En décembre dernier, la proposition de résolution de notre collègue Françoise Laborde sur la résilience alimentaire de nos territoires s’était avérée particulièrement visionnaire. Même si le risque attendu venait plutôt de catastrophe climatique, elle nous alertait sur la grande dépendance alimentaire de nos territoires et le « ballet des camions » qu’elle induit.

Le degré d’autonomie de nos territoires n’est que de 2% en moyenne, alors même qu’ils disposent d’actifs agricoles permettant de couvrir 54% des besoins de leurs habitants. Il ne manque donc plus que la volonté politique pour organiser la connexion entre production et consommation.

Dans tous les cas, la relocalisation de nos productions doit s’accompagner d’une reconversion écologique de notre industrie et de notre agriculture.

Ceci implique d’une part un engagement massif de l’État dès le prochain plan de relance, et d’autre part, un conditionnement des aides d’État à un engagement véritable des entreprises dans la transition écologique, notamment au maintien de l’emploi et des investissements en France.

Bien entendu, cette reconversion écologique de notre industrie et la réindustrialisation de nos territoires doivent pouvoir s’appuyer sur l’Union Européenne, en commençant par « le pacte vert » qu’elle propose.

Mais il faudra aller plus loin et réorienter la construction européenne en faisant le pari de la coopération plutôt que de la « concurrence libre et non faussée », doter l’Europe d’un véritable budget abondé par exemple par la mise en place d’une taxe carbone aux frontières de l’UE. Et, bien sûr, il faudra tourner le dos aux traités commerciaux type TAFTA et CETA qui s’emploient à faire tomber nos frontières et nos normes protectrices.

Enfin, cette reconquête industrielle ne saurait être pensée que socialement inclusive, pour s’attaquer véritablement à l’extrême précarité et pauvreté, révélées par la crise, mais présentes depuis des décennies en raison du creusement des inégalités.

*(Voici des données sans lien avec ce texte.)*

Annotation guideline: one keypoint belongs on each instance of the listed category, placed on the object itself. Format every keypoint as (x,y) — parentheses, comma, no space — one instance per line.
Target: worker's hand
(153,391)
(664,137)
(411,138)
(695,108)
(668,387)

Cette visée social-écologique suppose, pour pouvoir se concrétiser, que l’on dispose non seulement d’indicateurs alternatifs au PIB qui n’est qu’un indicateur purement quantitatif et monétaire.

Le groupe de réflexion sur les nouveaux indicateurs de richesse (NIR), initié par notre collègue Franck Montaugé, a déjà produit deux propositions de loi particulièrement adaptées pour penser le « monde d’après ».

De même, nous devons nous emparer de la notion de bien commun qui questionne les limites de la marchandisation de la nature et du travail. C’est que vient de faire notre collègue Nicole Bonnefoy en déposant une proposition de loi visant à inscrire dans la Constitution les principes de protection du sol et de garantie de la souveraineté alimentaire.

Ainsi, les outils et les moyens pour relocaliser nos productions stratégiques ont, pour beaucoup, déjà été pensés sur ces bancs.

Le Covid-19 et la crise qu’il a induite ont joué un rôle de révélateur des conséquences de la trop grande dépendance de notre pays dans plusieurs secteurs clés.

Mais pour que cette prise de conscience ne soit pas sans lendemain, il faut, très vite, que de premiers jalons soient enfin plantés afin de préparer, pour demain, une relocalisation durable des secteurs clés de notre économie.